Dans l'antre d'artistes : Arié Mandelbaum

Estelle Spoto
© Agenda Magazine
16/05/2012


Dans quelques jours, Arié Mandelbaum s’envolera pour les États-Unis. Il passera quelques mois à Washington, en résidence pour la Honfleur Gallery, dans le quartier d’Anacostia, puis à New York, à TriBeCa exactement, non loin des anciennes tours jumelles. « Là-bas, je ne fais que travailler, sans être distrait par les visites ». Pour l’heure, l’artiste est à Bruxelles, sa ville natale, où il a également enseigné pendant de nombreuses années.

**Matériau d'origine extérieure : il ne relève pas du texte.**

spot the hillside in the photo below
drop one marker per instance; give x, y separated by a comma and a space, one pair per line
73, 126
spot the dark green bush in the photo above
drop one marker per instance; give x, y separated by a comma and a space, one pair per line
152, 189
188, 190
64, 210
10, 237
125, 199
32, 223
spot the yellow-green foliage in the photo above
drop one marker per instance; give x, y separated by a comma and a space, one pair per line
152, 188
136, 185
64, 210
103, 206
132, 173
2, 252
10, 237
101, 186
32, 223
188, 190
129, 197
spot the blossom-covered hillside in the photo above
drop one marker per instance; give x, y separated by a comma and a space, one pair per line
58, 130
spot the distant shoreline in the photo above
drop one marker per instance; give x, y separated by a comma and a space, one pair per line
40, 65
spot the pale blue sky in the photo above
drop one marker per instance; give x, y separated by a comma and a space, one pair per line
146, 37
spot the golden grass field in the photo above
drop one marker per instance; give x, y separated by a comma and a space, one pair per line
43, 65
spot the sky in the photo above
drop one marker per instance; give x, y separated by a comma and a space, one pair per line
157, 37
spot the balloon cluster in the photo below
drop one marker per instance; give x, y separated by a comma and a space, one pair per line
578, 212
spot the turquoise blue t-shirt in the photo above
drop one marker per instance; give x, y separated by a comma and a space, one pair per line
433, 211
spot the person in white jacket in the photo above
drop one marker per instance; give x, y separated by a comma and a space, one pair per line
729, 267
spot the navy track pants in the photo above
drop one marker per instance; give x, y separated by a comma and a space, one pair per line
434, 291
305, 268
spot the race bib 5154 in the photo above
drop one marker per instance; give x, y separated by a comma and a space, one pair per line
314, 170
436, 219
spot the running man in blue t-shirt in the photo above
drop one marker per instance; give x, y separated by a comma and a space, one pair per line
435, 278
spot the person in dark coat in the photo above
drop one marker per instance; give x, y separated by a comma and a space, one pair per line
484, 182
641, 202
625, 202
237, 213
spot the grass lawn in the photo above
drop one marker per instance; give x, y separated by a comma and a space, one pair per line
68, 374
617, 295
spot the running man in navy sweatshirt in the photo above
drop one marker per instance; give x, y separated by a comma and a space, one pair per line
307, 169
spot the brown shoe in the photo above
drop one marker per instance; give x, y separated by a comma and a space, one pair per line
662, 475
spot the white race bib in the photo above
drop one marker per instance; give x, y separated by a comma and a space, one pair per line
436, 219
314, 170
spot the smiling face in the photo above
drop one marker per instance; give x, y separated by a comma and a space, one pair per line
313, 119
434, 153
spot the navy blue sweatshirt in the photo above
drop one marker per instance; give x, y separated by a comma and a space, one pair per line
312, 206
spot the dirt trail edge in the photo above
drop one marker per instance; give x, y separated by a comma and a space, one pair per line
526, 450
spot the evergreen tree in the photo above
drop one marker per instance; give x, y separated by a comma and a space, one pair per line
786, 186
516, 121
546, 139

Son atelier, en plein centre, à quelques pas du Manneken-Pis, est relativement ordonné, le départ étant imminent. Près de la porte, des réchauds électriques, des poêlons, des pots de yaourt récupérés pour les mélanges attestent de la petite « cuisine » qui lui permet de s’exprimer à travers la tempera. « C’est comme une mayonnaise, ou plutôt comme une béarnaise », explique-t-il quand on l’interroge sur cette ne technique picturale utilisée depuis l’Antiquité et où l’œuf constitue le liant de l’émulsion. La peinture à l’œuf, Mandelbaum la mêle aujourd’hui sans complexes au fusain, à la craie, au pastel... « Avant, j’aurais été gêné de dire qu’il y avait du fusain dans ma peinture. Maintenant, ça m’est complètement égal. Depuis une quinzaine d’années, il y a quelque chose qui s’est désinhibé dans mon utilisation des techniques. Mais je crois que la technique ne veut pas dire grand-chose. Dès qu’on a un crayon, un fusain ou un stylo-bille en main, on a une technique. Le tout, c’est de savoir ce qu’on en fait... »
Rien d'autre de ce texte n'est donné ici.